J Altern Complement Med. 2020 Oct;26(10):956-965. doi: 10.1089/acm.2019.0334. Epub 2020 Jul 2.

Abstract

Objectives: Fufang Banmao (FFBM) capsule, a type of Chinese medicinal formulation, has decades of history in treating hepatocellular carcinoma (HCC). This retrospective study aimed to observe the effect of FFBM capsules on the 6-month survival of patients with advanced HCC and Vp3-4 portal vein tumor thrombosis (PVTT) who received supportive therapy alone. Design: In total, 320 HCC/Vp3-4 PVTT patients underwent treatment with supportive therapy, of whom 95 took FFBM capsules and were treated with supportive therapy (FFBM group) and 225 received supportive therapy alone (control group). Comparisons of the 6-month overall survival (OS) rate of the two groups were performed. Propensity score matching (PSM) was used to match the characteristics between individuals in the two groups.
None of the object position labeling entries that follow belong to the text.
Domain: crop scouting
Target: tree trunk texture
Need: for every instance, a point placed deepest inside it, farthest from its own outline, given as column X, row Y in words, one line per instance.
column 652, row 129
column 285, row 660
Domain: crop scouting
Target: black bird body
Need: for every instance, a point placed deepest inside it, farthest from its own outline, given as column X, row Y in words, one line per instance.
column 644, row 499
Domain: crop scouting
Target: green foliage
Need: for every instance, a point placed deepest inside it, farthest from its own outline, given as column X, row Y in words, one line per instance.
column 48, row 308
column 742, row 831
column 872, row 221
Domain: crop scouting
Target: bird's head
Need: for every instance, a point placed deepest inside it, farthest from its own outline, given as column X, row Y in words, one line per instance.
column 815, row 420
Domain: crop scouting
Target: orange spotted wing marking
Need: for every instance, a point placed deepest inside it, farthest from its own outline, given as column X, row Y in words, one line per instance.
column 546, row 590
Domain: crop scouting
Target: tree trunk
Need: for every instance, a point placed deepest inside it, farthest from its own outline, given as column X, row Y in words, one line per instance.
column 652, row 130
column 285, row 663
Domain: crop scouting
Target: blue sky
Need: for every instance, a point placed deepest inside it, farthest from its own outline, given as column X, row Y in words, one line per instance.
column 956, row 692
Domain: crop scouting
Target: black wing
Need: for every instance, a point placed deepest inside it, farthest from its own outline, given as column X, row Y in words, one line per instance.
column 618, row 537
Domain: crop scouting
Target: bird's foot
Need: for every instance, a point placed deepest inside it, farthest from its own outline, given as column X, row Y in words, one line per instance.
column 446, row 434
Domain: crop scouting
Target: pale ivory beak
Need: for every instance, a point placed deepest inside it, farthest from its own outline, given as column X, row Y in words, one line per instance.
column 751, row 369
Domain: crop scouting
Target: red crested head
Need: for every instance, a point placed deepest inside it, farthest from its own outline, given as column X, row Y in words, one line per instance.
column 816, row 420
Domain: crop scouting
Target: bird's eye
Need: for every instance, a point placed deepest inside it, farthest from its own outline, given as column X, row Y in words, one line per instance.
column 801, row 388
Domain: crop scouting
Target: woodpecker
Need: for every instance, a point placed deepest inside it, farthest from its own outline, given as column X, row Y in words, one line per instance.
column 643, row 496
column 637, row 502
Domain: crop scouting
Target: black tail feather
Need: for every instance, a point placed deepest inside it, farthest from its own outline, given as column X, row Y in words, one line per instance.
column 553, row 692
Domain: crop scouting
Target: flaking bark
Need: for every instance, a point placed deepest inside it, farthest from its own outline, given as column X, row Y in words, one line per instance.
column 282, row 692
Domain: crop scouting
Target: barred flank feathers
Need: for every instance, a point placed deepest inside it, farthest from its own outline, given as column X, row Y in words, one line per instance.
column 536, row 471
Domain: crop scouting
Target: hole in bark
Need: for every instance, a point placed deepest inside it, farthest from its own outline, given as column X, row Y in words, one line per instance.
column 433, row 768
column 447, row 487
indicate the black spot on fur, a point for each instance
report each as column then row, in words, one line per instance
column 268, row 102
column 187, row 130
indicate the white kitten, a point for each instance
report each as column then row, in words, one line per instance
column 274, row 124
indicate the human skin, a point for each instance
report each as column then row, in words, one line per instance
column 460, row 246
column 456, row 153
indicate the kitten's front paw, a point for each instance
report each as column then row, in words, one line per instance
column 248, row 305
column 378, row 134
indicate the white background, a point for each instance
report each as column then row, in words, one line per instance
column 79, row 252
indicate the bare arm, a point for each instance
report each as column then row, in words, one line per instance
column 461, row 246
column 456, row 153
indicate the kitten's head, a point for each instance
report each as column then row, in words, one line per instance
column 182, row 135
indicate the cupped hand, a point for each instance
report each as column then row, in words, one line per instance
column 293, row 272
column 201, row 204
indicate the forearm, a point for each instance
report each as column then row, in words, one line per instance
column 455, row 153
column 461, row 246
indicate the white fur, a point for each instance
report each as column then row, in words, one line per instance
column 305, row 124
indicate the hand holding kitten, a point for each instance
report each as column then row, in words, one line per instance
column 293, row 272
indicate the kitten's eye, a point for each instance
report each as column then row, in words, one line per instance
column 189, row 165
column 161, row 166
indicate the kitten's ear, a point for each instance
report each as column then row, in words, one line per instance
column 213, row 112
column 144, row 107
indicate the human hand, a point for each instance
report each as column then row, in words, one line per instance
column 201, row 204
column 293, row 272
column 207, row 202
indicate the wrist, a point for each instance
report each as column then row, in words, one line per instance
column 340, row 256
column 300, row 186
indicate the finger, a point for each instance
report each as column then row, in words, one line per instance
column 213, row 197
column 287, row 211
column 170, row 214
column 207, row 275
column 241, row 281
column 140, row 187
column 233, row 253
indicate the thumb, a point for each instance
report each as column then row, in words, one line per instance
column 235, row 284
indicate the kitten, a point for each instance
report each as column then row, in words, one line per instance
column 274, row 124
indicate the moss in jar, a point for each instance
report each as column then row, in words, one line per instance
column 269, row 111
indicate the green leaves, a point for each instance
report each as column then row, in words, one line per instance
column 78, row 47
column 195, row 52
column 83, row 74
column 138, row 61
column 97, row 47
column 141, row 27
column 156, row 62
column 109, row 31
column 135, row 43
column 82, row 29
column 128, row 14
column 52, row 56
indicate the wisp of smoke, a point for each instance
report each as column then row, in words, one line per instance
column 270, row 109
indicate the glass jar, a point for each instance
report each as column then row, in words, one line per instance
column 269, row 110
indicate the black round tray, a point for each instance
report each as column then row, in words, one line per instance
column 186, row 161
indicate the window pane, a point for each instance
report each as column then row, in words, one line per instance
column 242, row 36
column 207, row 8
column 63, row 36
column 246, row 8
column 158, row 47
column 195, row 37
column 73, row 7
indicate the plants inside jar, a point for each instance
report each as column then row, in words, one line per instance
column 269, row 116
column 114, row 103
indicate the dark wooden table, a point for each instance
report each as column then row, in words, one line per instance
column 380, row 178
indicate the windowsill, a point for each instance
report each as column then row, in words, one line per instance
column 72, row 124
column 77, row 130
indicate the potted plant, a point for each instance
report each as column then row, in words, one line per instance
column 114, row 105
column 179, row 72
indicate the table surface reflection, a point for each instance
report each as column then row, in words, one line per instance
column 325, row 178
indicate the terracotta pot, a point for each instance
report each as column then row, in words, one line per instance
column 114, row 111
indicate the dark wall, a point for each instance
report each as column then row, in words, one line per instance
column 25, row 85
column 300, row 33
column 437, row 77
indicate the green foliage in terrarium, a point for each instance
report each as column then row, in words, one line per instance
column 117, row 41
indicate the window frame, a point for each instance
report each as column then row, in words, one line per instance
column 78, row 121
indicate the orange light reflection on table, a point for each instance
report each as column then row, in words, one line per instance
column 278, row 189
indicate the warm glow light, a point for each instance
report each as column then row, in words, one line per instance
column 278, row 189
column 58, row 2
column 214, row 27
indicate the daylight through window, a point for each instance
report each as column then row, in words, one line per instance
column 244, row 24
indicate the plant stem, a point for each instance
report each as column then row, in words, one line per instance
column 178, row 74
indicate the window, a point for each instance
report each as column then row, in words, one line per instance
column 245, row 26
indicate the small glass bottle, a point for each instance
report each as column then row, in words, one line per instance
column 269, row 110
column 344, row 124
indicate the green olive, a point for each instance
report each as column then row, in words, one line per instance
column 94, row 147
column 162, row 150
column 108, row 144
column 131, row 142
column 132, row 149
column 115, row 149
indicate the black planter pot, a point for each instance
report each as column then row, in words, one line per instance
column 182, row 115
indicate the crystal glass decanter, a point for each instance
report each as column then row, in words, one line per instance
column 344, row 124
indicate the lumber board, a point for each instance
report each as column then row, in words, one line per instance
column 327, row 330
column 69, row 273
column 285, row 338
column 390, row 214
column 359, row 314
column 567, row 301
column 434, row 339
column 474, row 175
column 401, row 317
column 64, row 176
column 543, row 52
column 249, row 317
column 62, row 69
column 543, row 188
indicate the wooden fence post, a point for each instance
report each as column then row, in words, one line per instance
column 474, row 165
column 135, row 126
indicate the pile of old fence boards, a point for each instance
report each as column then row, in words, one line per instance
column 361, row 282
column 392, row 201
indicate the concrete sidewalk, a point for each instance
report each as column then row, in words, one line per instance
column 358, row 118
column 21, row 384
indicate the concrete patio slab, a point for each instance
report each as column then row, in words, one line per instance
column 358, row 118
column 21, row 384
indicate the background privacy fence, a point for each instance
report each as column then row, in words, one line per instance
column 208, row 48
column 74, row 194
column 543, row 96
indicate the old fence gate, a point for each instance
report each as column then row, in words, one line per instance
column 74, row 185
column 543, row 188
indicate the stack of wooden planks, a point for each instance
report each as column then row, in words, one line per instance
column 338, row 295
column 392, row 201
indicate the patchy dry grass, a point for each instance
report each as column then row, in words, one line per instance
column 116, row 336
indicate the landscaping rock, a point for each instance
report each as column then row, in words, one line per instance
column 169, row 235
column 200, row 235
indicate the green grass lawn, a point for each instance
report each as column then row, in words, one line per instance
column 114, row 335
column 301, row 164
A nomogram was built based on independent predictive factors for OS. Results: Cox multivariate analysis revealed that hepatic encephalopathy, aspartate transaminase (AST) and γ-glutamyl transpeptidase levels, Child-Pugh class, prothrombin time, α-fetoprotein level, largest tumor diameter, and use of FFBM capsules were independent predictive factors of OS. Variceal bleeding, alanine transaminase, AST, total bilirubin, and Barcelona Clinic for Liver Cancer stage were different at baseline in the FFBM and control groups. Analysis revealed no significant adverse effects or toxicities relevant to the medications. After PSM (1:1), 95 patient pairs were analyzed as FFBM versus control. The OS probability was remarkably higher for patients in the FFBM group than in those in the control group at 6 months (p < 0.0001). The median survival time was 4 months in the FFBM group and 2.2 months in the control group. Kaplan-Meier analysis showed significant statistical differences in the 6-month OS rates in the patients with total nomogram scores ≥84 (p < 0.0001). Conclusions: Given the satisfying survival outcomes, the results suggested that FFBM capsules should be administered to patients with HCC/Vp3-4 PVTT in the high-risk group (score ≥84). FFBM capsules have the potential for improving patient survival time in those with advanced HCC and Vp3-4 PVTT who receive supportive therapy alone, especially those in the high-risk group (score ≥84).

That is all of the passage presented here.